Duas últimas palavras a sublinhar, o dinamismo que o presidente Vasco Rato trouxe para a FLAD, destruindo alguns tabus e construindo novas pontes. É que tal como disse na sua mensagem de boas-vindas: “a FLAD assume o papel de ponte transatlântica entre posições portuguesas e norte-americanas, na construção de pontos de vista comuns.” Os Legislators’ Dialogues, tal como outros projetos recentemente impulsionados pelo atual presidente Vasco Rato são importantes para uma FLAD ativa nas relações bilaterais entre os nossos dois países e para uma dinâmica nova e aberta que se quer dar às nossas comunidades no mundo americano. A outra palavra é congratulatória para toda a administração da FLAD, quer na presença do presidente, quer na presença dos administradores Michael Baum e Jorge Gabriel; quer ainda equipa diligente e profissional que dirigiu um fórum, na qual há a destacar o papel incansável e meritório do diretor Miguel Vaz. Se é verdade que já conheço o profissionalismo do Miguel desde o seu serviço nos Açores, no gabinete do Ministro da República, e daí não me surpreender o seu empenho e dedicação, há que salientar o seu trabalho e a sua incomparável amizade para com cada um dos participantes.

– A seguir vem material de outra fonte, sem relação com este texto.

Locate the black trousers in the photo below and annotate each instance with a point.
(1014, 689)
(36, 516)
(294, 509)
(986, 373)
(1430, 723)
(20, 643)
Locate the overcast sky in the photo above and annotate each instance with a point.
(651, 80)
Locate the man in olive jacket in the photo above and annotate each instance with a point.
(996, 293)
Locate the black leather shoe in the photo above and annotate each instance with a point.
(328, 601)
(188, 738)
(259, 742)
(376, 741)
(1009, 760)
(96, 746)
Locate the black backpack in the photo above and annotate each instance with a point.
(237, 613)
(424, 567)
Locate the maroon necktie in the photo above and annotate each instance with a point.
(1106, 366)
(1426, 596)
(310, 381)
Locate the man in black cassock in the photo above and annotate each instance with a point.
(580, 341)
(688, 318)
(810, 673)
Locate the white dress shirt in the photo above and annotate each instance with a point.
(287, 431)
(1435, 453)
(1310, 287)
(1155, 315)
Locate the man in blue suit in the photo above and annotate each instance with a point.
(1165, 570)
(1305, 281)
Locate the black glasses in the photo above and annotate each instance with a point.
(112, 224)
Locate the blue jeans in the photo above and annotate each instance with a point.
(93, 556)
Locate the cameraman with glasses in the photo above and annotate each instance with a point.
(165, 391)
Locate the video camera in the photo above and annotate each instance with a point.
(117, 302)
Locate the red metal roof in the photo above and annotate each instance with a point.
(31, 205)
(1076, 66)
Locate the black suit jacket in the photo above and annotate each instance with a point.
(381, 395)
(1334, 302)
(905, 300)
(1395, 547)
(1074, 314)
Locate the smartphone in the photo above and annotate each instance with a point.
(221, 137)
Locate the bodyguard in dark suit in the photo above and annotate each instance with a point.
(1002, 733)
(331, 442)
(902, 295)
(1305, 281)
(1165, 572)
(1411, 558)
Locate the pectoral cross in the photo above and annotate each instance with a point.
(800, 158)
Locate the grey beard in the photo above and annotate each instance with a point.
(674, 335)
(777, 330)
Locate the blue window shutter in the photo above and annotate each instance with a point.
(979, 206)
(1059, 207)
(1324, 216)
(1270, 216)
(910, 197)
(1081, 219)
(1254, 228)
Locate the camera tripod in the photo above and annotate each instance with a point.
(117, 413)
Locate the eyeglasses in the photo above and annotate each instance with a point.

Jorge Sampaio, antigo Presidente da República, convidado para o jantar de despedida, deixou uma mensagem bem clara: “os contributos da FLAD, nos mais variadíssimos campos, para o relacionamento entre Portugal e os Estados Unidos são fundamentais.” Aliás como referiu Vasco Rato na sua mensagem de boas-vindas, a presença de figuras de destaque da sociedade politica portuguesa, é um sinal claro do “interesse despertado por estes diálogos em sentido bilateral nos dois lados do Atlântico.”

Creio que este fórum, criado para encetar um diálogo entre os legisladores luso-descendentes, e destes com as entidades governativas portuguesas, é relevante para ambas as nossas duas pátrias e, sobretudo, para o enobrecimento, de uma paixão pessoal: as nossas comunidades de origem portuguesa em terras americanas.